Jupiter collision a warning call to Earth
The list of cosmic objects that could hit Earth is growing. Scientists study satellite 'tractors' and nuclear weapons as ways to divert asteroids headed our way.
Infrared Telescope Facility/Handout/JPL/NASA/Reuters
When an object smacked into Jupiter over the weekend, giving astronomers their best cosmic-collision show since the comet Shoemaker-Levy 9 in 1994, the giant gas ball of a planet took the poke like the Pillsbury Dough Boy.
For all its scientific interest, however, the collision also serves as a stark reminder that the solar system remains a shooting gallery – with Earth, as well as Jupiter, on the wrong side of the firing line.
The object's signature on Jupiter's cloud tops initially was discovered by Australian amateur astronomer Anthony Wesley as he gathered digital images of the giant planet through his 14.5-inch telescope. After alerting other astronomers to what appeared to be a "scar" in the cloud tops similar to those generated by the pieces of Shoemaker-Levy 9, NASA scientists trained a 3-meter (9.8-foot) infrared telescope on the planet and got a good look at the scar.
When it comes to objects Earthlings should keep an eye on, the catalog scientists have amassed is swelling.
Since 1995, astronomers associated with 10 search projects have discovered more than 6,200 near-Earth asteroids of all sizes, according to data from JPL. Some 784 are at least a kilometer (0.62 miles) across or larger. Just over 1,000 of the total have been deemed "potentially hazardous" – those that pass Earth at a distance of less than 4.7 million miles.
And while the biggest ones have the potential to inflict the most damage, scientists are gaining a new appreciation of the punch even small ones can deliver.
Two and a half years ago, scientists at Sandia National Laboratories in Albuquerque, N.M., conducted advanced supercomputer simulations of the June 1908 event over Siberia that flattened and scorched trees over a region 30 miles across. Estimates put the explosive clout of the air burst from either a meteor or comet fragment at between 10 and 20 megatons.
The good news: Calculations on Sandia's supercomputer, in 3-D, push that explosive yield down to between three and five megatons. The bad news: The calculations also indicated that the asteroid or comet fragment was much smaller than previously estimated. There are more small asteroids hurtling around us than large ones.
Sometimes they can seem to come out of nowhere.
Last October, astronomers detected an asteroid an estimated two to five meters across. Some 21 hours later, it entered the atmosphere over northern Sudan sprinkling the Nubian desert with meteorites. The object's blast was estimated at roughly 1,000 tons of TNT.

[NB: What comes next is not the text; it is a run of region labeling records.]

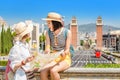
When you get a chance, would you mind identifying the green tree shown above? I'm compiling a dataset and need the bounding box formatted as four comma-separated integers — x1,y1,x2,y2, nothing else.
80,40,84,46
39,34,46,50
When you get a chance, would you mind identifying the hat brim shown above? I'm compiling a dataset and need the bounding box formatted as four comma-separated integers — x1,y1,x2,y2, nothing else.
42,18,62,23
19,25,33,40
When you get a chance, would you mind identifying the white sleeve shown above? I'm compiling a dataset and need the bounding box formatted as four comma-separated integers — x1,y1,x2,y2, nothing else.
9,47,22,70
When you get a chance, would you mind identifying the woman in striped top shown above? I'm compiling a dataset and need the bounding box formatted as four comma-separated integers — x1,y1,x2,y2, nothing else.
40,12,71,80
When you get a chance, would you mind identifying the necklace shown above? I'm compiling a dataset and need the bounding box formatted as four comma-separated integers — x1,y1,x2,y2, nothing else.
53,28,63,46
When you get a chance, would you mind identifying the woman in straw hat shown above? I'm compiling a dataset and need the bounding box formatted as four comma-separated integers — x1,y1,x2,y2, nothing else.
6,22,34,80
40,12,71,80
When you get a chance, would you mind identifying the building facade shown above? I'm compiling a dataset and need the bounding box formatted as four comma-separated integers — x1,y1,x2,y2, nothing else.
96,16,103,50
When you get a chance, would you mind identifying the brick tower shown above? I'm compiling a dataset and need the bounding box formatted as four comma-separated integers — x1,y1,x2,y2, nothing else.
70,17,78,49
96,16,103,50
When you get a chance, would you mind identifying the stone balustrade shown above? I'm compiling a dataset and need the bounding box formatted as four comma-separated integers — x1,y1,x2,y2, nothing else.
0,67,120,80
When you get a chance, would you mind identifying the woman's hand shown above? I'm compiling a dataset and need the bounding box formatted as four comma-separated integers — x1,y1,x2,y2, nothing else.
61,52,66,57
25,55,35,63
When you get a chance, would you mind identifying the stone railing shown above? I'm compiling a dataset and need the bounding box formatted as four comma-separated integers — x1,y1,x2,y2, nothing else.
0,67,120,80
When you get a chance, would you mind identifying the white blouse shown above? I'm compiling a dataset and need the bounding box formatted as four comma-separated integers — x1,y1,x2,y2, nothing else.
9,41,30,80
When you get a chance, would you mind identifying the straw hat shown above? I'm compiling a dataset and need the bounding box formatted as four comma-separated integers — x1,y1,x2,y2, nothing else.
42,12,63,23
14,22,33,40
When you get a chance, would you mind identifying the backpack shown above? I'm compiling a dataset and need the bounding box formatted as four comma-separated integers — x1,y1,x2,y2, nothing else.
48,28,75,57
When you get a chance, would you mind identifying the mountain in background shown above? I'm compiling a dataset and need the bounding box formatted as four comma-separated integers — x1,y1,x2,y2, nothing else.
65,23,120,33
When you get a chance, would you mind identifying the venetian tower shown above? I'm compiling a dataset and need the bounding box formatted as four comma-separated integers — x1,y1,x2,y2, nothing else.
96,16,103,50
70,17,78,49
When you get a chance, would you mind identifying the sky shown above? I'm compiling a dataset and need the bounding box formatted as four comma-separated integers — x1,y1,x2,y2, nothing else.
0,0,120,27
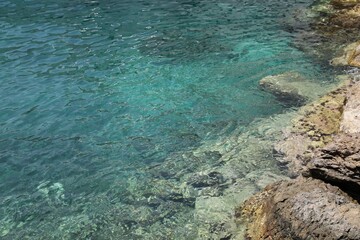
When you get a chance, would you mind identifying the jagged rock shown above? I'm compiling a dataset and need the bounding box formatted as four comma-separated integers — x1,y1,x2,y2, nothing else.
274,87,346,176
259,72,322,103
236,178,360,240
340,82,360,133
308,134,360,200
331,40,360,67
331,0,360,8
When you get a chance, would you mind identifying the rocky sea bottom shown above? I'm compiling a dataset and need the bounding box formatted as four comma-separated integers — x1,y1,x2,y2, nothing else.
1,109,294,239
0,0,344,240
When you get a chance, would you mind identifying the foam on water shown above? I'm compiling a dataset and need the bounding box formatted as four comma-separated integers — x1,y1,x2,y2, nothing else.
0,0,338,239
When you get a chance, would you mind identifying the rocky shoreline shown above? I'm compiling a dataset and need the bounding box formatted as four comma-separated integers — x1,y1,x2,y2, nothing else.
236,0,360,240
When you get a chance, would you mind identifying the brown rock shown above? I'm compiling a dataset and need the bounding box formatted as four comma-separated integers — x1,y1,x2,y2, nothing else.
274,87,346,176
259,71,323,103
331,40,360,67
340,82,360,133
236,178,360,240
331,0,360,8
308,133,360,200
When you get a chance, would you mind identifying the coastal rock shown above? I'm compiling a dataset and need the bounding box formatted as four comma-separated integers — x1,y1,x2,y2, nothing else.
331,0,360,9
274,87,346,176
308,133,360,199
340,82,360,133
331,40,360,67
259,72,321,103
236,178,360,240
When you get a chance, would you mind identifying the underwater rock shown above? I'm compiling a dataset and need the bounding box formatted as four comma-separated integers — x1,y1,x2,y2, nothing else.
236,178,360,240
308,134,360,200
259,72,322,104
331,40,360,67
330,0,360,8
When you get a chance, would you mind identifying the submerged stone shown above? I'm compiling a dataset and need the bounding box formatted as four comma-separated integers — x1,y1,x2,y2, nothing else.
259,72,323,104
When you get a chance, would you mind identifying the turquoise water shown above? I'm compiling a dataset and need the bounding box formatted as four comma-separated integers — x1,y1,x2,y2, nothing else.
0,0,338,239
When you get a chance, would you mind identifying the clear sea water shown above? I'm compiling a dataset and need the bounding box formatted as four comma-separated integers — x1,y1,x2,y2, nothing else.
0,0,338,239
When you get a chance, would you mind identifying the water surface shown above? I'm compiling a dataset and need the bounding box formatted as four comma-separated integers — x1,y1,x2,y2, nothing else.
0,0,336,239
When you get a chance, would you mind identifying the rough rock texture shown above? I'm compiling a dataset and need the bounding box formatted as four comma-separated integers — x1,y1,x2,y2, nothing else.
308,134,360,200
331,40,360,67
331,0,360,9
259,72,323,104
329,4,360,28
274,87,346,176
340,79,360,133
236,178,360,240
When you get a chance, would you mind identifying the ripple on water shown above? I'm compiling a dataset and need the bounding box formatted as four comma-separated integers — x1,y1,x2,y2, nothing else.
0,0,340,239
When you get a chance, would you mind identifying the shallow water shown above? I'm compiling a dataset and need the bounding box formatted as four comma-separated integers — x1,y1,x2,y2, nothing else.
0,0,338,239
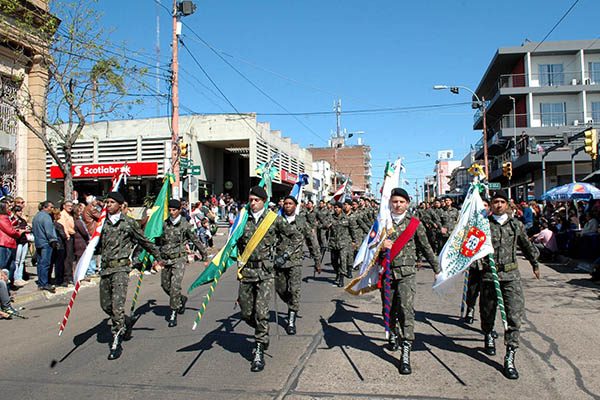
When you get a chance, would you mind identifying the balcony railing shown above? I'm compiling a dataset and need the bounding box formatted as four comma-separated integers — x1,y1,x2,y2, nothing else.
498,71,600,89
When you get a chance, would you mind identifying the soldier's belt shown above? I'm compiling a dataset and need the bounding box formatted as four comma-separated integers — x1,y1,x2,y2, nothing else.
108,258,129,268
160,253,186,260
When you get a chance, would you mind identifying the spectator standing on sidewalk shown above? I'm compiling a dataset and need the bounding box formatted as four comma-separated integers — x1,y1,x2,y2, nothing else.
0,201,21,284
58,200,75,282
13,206,31,287
31,200,57,293
48,209,69,286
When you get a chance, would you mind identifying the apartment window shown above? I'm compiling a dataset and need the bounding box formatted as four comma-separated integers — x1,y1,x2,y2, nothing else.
540,103,567,126
538,64,565,86
592,101,600,123
588,61,600,83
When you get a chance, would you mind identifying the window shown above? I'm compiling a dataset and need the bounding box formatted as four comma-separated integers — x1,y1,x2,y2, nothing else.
538,64,565,86
540,103,567,126
592,101,600,123
588,61,600,83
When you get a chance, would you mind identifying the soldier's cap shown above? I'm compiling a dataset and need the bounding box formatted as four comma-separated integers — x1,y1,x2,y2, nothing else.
492,190,508,201
168,199,181,210
250,186,268,200
390,188,410,202
283,195,298,205
106,192,125,204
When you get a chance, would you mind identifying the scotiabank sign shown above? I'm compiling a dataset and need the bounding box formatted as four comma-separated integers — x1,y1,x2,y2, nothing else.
50,162,158,179
281,169,298,183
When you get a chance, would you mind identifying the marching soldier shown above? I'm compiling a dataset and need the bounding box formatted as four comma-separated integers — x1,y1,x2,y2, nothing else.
158,199,208,327
275,196,321,335
329,202,356,287
237,186,294,372
479,190,540,379
381,188,440,375
98,192,162,360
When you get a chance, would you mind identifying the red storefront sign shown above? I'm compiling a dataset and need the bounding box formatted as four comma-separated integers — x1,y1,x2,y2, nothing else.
281,169,298,184
50,162,158,179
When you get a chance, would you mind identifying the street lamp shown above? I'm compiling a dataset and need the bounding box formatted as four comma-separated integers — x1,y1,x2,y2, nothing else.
433,85,490,179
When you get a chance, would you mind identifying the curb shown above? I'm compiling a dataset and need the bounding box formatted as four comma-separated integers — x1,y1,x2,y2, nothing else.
13,278,100,306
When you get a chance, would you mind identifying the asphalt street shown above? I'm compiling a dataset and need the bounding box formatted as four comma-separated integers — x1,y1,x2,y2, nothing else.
0,250,600,400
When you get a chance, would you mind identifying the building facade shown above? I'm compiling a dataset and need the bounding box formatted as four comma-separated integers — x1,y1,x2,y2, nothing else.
473,40,600,200
46,114,313,206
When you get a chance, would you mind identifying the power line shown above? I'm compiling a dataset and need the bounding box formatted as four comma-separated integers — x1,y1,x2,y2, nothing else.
532,0,579,53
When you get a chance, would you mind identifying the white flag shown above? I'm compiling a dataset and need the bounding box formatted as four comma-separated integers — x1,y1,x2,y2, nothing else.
433,184,494,295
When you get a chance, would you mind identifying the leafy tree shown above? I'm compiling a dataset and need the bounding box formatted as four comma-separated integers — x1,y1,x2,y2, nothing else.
0,0,147,200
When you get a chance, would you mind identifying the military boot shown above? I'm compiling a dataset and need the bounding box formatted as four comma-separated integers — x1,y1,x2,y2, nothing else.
465,307,475,325
483,333,496,356
169,310,177,328
285,310,296,335
108,332,123,360
388,331,399,351
250,343,265,372
177,295,187,315
504,345,519,379
400,340,412,375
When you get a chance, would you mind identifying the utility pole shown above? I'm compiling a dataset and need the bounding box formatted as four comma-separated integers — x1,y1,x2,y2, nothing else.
171,0,179,199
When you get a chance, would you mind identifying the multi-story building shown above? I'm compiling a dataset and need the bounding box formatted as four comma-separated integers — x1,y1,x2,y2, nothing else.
0,0,53,216
46,114,313,206
308,141,372,194
473,40,600,200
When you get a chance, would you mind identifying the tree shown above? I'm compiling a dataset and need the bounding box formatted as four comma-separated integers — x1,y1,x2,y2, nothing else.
0,0,147,200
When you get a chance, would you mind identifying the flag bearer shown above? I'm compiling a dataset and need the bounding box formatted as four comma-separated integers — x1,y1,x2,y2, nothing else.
237,186,294,372
157,199,208,327
275,196,321,335
382,188,440,375
99,192,162,360
480,190,540,379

For asteroid specialists, this was a live-fire test of protocols they'd developed to alert astronomers to monitor the object to refine orbital and impact-location estimates – and to alert national authorities that a direct hit was on the way.
The incident "underscored the successful evolution of the Near-Earth Object Program's discovery and orbit-prediction process," wrote JPL scientists Steve Chesley, Paul Chodas, and Don Yeomans in a post-event report on the incident.
The goal, of course, is to spot these objects and produce highly refined orbit estimates in time to take defensive action, if necessary.
And what might that action look like?
In a lengthy analysis of options that earned him a newly-minted PhD in aeronautical engineering from the University of Glasgow, Joan Pau Sanchez Cuartielles sorts through several approaches ranging from detonating a small nuclear bomb near an asteroid to using a modest-sized satellite as a kind of tractor that tugs the asteroid into a less dangerous orbit, connected to the asteroid by their mutual gravity.
The stand-off nuclear option (with an explosive yield tailored to the mass and density of the asteroid) turned out to be the most effective, although politically troublesome. The gravity tug could be effective with long lead times, or if the goal is to nudge an asteroid just enough to ensure it avoids a gravitational sweet spot, or keyhole, that would put it on a collision course with Earth decades into the future.